LOIBC returns
While the Iditarod sled dog race is in full swing, Nome basketball fans look forward to welcoming back the Lonnie O’Conner Iditarod Basketball Tourney or LOIBC.
After the COVID-19 pandemic either canceled or forced restrictions on the tourney, the LOIBC is back strong with 37 teams set to participate.
“I’m happily surprised with the turnout we have this year,” says Kimberly O’Conner Gooden, LOIBC event coordinator and daughter of Lonnie O’Conner the founder of the tourney. O’Conner Gooden went on to explain how the tournament was set to host 39 teams in 2020, before it got cancelled due to COVID-19. The tournament found its feet again in March 2022, hosting 27 teams in four divisions. O’Conner Gooden explains that, then, the event was still surrounded by the numerous COVID-19 safety restrictions.
Now, the tournament is back in its full glory.
O’Conner Gooden said that this year’s tourney will be comprised of five divisions: the Ladies’ B, the Men’s B, the Ladies’ Open, the Men’s Open, and the Men’s Over 35. The teams playing in the B tournaments are smaller and communitybased and players must be from the same Native Regional Corporation area. Open team members can be from anywhere. O’Conner Gooden says this year’s tourney features players from places such as Kotlik, Kotzebue, and Anchorage.
The tournament will be held in the Nome Recreation Center from March 12 through March 18. The LOIBC has a Facebook page which will soon feature the brackets for the games.
O’Conner Gooden said this year’s tourney really celebrates the way that communities really came together to help each other during COVID-19 and then again during Merbok.
This year’s t-shirts highlights that theme. O’Conner Gooden said the team of planners had so much to say about the support that Alaska communities showed each other that they couldn’t “fit all the words on the tshirt.” They finally came up with the motto “togetherness brings strength” on one side of the shirt, and then “Alaska strong” on the other. “People coming together to work through (COVID-19 and Merbok), that brings strength to the team,” O’Conner Gooden said.
Besides the t-shirts, participants can also get concessions (such as reindeer dogs), courtesy of Alaska Missions, who give a donation to the Bering Sea Women’s group.

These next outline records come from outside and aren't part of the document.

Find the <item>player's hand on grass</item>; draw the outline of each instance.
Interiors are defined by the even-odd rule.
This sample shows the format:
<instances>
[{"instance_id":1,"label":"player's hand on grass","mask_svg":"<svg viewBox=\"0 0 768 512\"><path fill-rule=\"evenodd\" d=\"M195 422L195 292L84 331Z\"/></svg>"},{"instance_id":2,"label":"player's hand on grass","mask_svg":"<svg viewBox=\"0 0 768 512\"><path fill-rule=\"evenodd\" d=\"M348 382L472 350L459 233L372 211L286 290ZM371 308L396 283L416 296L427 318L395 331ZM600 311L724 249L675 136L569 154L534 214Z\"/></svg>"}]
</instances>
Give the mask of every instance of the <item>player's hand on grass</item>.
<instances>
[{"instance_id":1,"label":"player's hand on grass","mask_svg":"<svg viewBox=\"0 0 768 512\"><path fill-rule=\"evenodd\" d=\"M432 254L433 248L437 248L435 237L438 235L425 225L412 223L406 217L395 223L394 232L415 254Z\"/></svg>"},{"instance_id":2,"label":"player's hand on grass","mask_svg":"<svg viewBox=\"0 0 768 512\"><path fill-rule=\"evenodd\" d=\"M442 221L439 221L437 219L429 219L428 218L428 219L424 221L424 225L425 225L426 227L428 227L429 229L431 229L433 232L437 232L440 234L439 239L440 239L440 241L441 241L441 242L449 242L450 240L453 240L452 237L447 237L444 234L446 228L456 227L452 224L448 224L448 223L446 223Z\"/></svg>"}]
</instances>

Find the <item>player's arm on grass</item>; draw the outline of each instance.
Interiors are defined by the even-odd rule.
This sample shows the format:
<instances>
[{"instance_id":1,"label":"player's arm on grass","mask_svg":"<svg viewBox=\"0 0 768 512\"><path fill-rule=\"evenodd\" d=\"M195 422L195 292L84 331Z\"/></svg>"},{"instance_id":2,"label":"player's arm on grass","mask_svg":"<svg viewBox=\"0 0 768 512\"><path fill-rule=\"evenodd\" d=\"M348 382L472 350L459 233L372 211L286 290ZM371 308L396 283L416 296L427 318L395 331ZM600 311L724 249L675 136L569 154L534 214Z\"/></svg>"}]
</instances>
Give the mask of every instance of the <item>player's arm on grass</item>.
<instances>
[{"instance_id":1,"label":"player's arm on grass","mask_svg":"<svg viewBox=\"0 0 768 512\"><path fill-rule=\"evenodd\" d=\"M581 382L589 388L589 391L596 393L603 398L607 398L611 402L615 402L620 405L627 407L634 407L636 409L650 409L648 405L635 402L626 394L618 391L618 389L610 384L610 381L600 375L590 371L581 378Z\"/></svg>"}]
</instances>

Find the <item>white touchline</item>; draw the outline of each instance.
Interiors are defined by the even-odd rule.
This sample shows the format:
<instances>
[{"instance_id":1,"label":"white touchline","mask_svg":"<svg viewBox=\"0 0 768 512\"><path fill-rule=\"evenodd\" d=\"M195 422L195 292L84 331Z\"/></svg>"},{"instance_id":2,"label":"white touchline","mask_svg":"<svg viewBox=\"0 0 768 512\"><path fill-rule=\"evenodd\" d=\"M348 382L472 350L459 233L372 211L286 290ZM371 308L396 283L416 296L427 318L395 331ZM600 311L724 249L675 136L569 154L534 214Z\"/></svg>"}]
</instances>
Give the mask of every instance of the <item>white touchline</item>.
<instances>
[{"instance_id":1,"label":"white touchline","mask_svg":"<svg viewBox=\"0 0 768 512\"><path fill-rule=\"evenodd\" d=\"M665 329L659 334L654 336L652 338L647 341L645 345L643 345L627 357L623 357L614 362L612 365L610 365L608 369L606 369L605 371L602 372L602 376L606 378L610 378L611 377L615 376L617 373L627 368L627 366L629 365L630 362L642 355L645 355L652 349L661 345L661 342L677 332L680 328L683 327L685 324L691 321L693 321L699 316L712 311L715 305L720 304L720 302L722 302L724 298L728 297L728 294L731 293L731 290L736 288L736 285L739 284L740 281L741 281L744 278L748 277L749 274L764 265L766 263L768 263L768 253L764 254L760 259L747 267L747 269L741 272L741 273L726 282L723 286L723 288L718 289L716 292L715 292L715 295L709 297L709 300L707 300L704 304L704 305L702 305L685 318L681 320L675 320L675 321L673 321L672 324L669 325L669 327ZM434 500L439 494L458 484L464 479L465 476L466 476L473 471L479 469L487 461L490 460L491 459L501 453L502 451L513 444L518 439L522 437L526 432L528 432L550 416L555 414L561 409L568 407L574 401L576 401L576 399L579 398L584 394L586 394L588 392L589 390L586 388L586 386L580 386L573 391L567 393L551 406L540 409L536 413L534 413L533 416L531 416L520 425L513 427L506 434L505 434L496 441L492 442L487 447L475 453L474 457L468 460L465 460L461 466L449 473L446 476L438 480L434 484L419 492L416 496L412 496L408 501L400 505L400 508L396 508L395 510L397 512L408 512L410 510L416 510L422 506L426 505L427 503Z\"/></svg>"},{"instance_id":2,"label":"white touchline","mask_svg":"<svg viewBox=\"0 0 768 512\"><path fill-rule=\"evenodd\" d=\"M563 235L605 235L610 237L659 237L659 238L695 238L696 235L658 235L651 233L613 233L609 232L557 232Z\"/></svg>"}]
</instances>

O’Conner said the participants in the tourney, both on the court and in the bleachers, really look forward to the event. She said the tourney is something that people come back to year after year. “It’s hard to do certain things outside with how cold our winters are,” O’Conner said. The tourney gives them something to do in a warm environment while Nome waits for the mushers to come through the burled arch. It gives them a way to celebrate the springtime and “the coming out of winter.”
“People are hungry to do stuff and be together again. We missed that through COVID,” O’Conner Gooden said. “47 years of fun loving basketball, where friendships begin. Let’s play ball!”